3. Retrospective Verification: Validates the accuracy of each reasoning step, enhancing the faithfulness and reliability of the reasoning process.

Experimental Evaluation

The paper provides a thorough evaluation of SymbCoT across five standard datasets: PrOntoQA, ProofWriter, FOLIO, LogicalDeduction, and AR-LSAT. Experiments were conducted using both GPT-3.5 and GPT-4 to ensure comprehensive benchmarking. The results demonstrate significant improvements over existing methods, including vanilla CoT and Logic-LM. For instance, SymbCoT showcased an overall average accuracy improvement of 21.56% and 22.08% over Naive and CoT methods, respectively, using GPT-3.5, and similar gains with GPT-4.

Impact and Future Work

Robustness and Faithfulness:

• SymbCoT's fully LLM-based approach improves robustness against translation errors and maintains human-readable explanations.
• The integration of symbolic logic ensures a high level of reasoning faithfulness, significantly reducing the instances of correct answers achieved through flawed logical steps.

Practical Implications:

• In practical applications, SymbCoT enhances the logical reasoning capabilities of AI systems, making them more reliable for tasks requiring rigorous logical deductions.
• The framework's comprehensive verification mechanism makes it particularly valuable in domains like automated theorem proving, mathematical problem-solving, and complex decision-making systems.

Theoretical Implications:

• The success of SymbCoT underscores the efficacy of integrating symbolic logic with natural language prompts, providing a pathway for developing more advanced AI systems capable of performing human-like logical reasoning.

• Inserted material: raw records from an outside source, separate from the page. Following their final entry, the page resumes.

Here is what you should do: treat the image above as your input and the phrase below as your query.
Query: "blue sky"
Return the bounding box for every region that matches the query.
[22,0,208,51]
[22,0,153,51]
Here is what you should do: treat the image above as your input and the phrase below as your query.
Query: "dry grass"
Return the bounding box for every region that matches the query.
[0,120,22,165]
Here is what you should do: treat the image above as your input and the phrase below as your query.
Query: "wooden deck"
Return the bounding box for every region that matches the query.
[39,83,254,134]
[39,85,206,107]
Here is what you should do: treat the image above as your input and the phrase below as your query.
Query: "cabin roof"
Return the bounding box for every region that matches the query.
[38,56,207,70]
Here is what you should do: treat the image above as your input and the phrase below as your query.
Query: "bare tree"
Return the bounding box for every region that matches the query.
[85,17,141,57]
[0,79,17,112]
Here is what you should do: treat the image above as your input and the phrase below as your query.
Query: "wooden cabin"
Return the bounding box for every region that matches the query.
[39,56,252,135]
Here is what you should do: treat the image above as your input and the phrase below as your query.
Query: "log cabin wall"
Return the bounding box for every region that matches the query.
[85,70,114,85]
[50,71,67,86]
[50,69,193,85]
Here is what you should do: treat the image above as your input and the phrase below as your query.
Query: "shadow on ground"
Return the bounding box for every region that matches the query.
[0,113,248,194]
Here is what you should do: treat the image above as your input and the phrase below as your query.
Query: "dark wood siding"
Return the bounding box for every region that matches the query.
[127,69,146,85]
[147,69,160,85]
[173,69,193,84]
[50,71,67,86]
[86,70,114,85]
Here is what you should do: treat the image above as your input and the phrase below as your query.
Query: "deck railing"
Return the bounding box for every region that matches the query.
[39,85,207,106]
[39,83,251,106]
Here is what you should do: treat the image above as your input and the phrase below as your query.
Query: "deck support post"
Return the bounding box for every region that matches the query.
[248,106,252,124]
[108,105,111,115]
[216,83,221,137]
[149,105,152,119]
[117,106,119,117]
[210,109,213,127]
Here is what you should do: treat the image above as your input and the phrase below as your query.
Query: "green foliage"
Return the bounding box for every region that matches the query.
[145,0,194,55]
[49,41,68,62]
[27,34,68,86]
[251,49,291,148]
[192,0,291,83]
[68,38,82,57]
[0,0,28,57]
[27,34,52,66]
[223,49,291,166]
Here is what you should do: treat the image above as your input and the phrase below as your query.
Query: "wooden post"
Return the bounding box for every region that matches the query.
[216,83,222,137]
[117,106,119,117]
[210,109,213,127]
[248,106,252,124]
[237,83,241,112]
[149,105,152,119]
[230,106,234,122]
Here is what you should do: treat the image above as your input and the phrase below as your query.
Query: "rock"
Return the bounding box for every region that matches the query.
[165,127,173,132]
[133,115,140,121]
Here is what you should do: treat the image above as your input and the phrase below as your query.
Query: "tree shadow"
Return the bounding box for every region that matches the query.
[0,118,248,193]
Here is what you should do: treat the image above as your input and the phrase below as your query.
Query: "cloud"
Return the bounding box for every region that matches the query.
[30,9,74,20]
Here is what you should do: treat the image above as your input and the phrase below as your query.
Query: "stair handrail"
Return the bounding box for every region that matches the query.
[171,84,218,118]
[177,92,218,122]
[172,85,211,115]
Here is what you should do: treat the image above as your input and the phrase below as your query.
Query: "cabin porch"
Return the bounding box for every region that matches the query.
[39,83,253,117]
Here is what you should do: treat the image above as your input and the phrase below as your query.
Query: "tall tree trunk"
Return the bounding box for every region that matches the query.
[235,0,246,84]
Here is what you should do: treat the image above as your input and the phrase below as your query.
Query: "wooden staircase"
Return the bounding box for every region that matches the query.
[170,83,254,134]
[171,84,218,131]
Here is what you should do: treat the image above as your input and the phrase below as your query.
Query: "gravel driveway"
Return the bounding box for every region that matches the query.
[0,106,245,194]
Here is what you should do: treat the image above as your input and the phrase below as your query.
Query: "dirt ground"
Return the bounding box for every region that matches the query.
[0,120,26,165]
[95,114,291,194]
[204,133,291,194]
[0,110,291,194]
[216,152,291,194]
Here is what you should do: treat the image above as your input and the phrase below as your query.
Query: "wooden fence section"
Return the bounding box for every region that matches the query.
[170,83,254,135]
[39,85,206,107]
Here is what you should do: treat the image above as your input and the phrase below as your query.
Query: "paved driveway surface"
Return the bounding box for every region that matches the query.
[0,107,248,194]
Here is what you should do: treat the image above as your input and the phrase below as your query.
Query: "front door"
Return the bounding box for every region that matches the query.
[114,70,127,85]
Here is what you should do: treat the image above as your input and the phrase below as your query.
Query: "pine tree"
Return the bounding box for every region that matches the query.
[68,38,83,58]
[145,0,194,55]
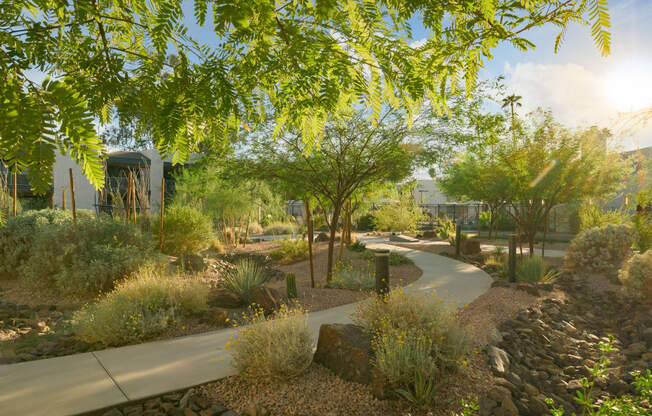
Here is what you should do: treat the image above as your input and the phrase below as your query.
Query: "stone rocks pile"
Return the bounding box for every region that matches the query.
[99,389,242,416]
[479,285,652,416]
[0,301,90,364]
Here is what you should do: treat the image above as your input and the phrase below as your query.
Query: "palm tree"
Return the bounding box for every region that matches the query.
[503,94,523,146]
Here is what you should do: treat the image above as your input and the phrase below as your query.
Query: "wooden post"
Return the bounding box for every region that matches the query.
[158,178,165,250]
[125,172,131,224]
[507,234,517,282]
[455,222,462,259]
[304,199,315,288]
[68,168,77,220]
[374,249,389,297]
[14,171,18,217]
[131,176,136,225]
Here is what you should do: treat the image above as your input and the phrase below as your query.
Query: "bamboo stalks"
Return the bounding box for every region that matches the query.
[68,168,77,220]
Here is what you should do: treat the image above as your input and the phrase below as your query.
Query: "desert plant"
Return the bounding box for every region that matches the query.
[353,289,468,405]
[618,250,652,301]
[577,202,629,231]
[349,240,367,253]
[74,269,209,346]
[248,222,263,235]
[226,305,312,382]
[224,258,267,297]
[269,238,308,264]
[18,215,155,296]
[152,205,213,256]
[632,212,652,253]
[285,273,297,299]
[326,261,376,290]
[265,221,301,235]
[516,255,559,283]
[566,225,634,274]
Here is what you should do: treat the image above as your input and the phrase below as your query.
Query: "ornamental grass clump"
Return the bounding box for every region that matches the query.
[224,258,267,297]
[226,305,313,382]
[618,250,652,302]
[269,238,308,264]
[566,225,634,274]
[353,290,468,405]
[74,269,209,346]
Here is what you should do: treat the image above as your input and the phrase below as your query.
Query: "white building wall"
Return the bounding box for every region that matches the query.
[53,153,97,210]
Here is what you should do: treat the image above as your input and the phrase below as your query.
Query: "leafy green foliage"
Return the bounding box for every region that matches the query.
[372,184,425,231]
[17,215,155,297]
[74,269,209,346]
[269,238,308,264]
[0,0,610,191]
[353,290,468,405]
[224,258,267,297]
[152,204,214,256]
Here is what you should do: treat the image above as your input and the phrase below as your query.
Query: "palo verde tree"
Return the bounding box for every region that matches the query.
[242,111,414,281]
[497,110,626,255]
[0,0,610,191]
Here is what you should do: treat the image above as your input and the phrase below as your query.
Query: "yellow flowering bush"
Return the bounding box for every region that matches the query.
[232,305,313,382]
[353,289,468,405]
[74,270,209,345]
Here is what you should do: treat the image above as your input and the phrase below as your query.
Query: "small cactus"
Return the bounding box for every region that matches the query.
[285,273,297,299]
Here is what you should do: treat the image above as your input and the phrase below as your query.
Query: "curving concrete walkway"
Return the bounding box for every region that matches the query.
[0,239,492,416]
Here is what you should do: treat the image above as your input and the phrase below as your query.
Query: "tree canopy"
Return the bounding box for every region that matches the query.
[0,0,610,191]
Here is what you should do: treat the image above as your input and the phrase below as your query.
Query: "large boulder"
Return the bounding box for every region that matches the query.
[313,324,372,384]
[313,324,391,400]
[246,286,283,314]
[462,238,482,255]
[208,289,243,309]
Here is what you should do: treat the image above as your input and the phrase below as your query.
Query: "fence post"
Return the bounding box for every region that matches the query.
[158,178,165,250]
[507,234,516,282]
[13,171,18,217]
[68,168,77,220]
[455,222,462,259]
[374,249,389,297]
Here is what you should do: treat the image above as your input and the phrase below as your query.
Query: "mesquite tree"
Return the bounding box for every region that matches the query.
[241,112,414,280]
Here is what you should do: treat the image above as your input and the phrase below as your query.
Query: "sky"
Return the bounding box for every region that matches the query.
[178,0,652,150]
[414,0,652,150]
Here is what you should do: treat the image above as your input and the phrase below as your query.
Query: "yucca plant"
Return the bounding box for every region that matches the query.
[224,259,266,296]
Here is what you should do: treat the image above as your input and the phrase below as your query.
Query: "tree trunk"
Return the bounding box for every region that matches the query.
[326,203,342,282]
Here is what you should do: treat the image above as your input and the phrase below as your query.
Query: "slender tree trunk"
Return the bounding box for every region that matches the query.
[326,202,342,282]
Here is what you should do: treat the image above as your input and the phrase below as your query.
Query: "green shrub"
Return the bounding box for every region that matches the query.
[348,240,367,253]
[326,261,376,290]
[265,221,301,235]
[74,269,209,346]
[516,255,559,282]
[18,216,154,296]
[353,290,468,405]
[224,258,267,297]
[632,213,652,253]
[226,306,313,382]
[618,250,652,301]
[566,225,634,274]
[577,202,629,231]
[269,238,309,264]
[152,205,213,256]
[248,222,264,235]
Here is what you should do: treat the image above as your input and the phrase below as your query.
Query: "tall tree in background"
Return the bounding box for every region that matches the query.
[0,0,610,191]
[242,112,414,281]
[503,94,523,146]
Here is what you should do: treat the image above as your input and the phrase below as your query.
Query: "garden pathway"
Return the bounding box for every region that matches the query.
[0,239,492,416]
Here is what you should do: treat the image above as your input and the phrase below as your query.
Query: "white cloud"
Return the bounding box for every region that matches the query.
[504,62,652,148]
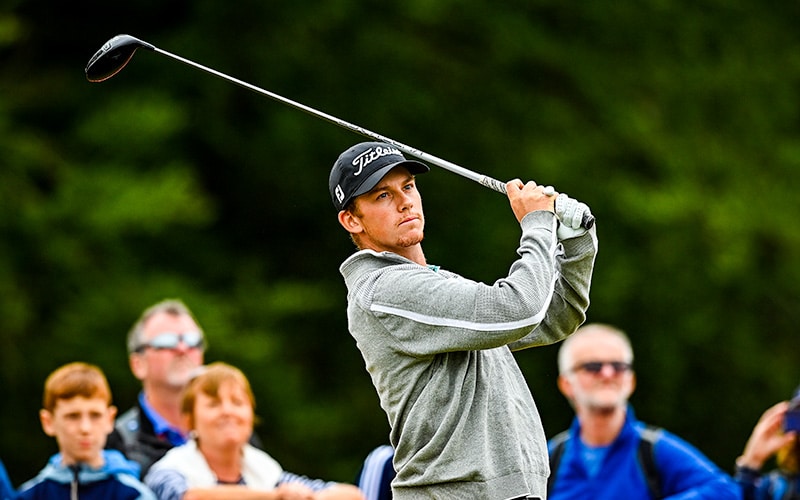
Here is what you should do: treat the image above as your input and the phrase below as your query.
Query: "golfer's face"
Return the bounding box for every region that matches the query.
[355,167,425,254]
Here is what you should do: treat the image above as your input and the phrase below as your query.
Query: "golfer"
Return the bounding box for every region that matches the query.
[329,142,597,500]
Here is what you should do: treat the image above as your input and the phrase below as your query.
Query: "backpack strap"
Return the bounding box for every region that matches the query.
[547,425,662,499]
[781,474,800,500]
[547,430,569,495]
[636,425,662,499]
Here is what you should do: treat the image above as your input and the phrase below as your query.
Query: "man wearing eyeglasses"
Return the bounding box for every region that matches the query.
[547,323,741,500]
[106,299,205,477]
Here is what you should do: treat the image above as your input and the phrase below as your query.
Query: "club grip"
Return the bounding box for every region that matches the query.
[478,175,594,229]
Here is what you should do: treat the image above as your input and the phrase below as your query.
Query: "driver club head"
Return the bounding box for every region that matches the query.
[86,35,155,82]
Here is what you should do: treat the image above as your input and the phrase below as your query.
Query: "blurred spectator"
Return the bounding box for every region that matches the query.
[18,363,155,500]
[108,299,206,476]
[0,460,17,500]
[145,363,364,500]
[107,299,261,477]
[547,324,741,500]
[358,444,396,500]
[735,395,800,500]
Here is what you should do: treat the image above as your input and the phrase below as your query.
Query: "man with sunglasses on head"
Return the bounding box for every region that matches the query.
[106,299,212,477]
[547,323,741,500]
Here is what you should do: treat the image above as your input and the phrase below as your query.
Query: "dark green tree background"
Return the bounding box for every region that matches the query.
[0,0,800,484]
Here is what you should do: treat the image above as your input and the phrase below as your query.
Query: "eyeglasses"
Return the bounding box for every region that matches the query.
[572,361,633,375]
[136,331,205,352]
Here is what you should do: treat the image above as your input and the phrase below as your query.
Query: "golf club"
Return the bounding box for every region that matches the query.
[86,35,594,229]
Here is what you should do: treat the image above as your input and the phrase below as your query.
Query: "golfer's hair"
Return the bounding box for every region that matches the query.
[558,323,633,375]
[128,299,205,354]
[42,361,111,413]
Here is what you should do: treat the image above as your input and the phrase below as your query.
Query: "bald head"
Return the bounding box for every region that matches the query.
[558,323,633,375]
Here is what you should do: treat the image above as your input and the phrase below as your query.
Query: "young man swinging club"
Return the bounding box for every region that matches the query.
[329,142,597,500]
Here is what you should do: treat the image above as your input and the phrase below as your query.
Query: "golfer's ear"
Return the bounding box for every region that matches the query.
[339,210,364,233]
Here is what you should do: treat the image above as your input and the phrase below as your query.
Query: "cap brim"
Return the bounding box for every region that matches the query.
[348,160,430,203]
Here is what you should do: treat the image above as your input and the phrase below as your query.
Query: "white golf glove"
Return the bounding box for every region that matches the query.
[556,193,592,241]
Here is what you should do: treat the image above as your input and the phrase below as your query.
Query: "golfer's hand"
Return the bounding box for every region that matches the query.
[506,179,558,222]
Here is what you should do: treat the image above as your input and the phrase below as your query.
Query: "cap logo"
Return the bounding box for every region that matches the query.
[352,146,403,176]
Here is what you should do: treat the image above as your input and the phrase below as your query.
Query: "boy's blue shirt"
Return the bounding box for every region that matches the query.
[17,450,155,500]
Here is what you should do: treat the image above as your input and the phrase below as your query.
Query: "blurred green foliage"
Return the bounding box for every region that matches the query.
[0,0,800,484]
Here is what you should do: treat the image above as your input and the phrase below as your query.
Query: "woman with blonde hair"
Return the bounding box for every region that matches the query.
[145,362,363,500]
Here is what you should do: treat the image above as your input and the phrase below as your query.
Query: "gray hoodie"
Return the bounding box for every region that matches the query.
[340,211,597,500]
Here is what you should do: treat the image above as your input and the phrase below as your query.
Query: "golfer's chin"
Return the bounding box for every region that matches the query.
[397,229,425,248]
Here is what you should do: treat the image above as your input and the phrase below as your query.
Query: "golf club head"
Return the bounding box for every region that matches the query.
[86,35,156,82]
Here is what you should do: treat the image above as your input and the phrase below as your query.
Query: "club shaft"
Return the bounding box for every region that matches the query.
[153,47,506,193]
[152,45,594,229]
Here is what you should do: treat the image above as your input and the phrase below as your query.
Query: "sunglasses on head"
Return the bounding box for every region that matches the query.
[136,331,205,352]
[572,361,633,375]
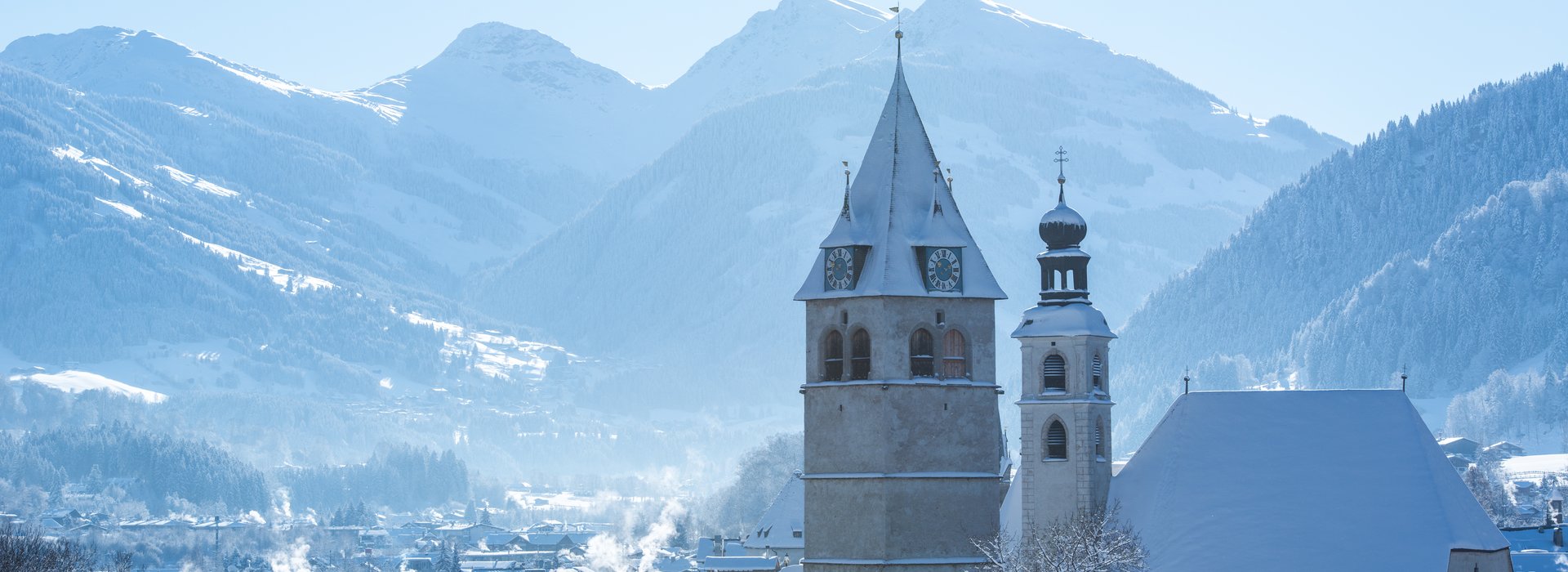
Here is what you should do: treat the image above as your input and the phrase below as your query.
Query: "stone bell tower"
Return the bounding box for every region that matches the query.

Future Research Directions:

• Exploring the integration of SymbCoT with external symbolic solvers may enhance its capability to identify correct reasoning paths, thereby combining the strengths of both methodologies.
• Expanding the framework to support a wider variety of symbolic languages and exploring additional datasets will further validate and refine SymbCoT's applicability and robustness.

Conclusion

This paper presents a substantive leap in the logical reasoning capabilities of LLMs by introducing SymbCoT, a framework that amalgamates the strengths of symbolic expressions and CoT prompting. The consistent improvement across multiple datasets and reasoning tasks highlights SymbCoT's potential as a robust, explainable, and faithful reasoning framework. As LLM research continues to evolve, SymbCoT represents a promising direction towards achieving more reliable and human-like logical reasoning in AI systems.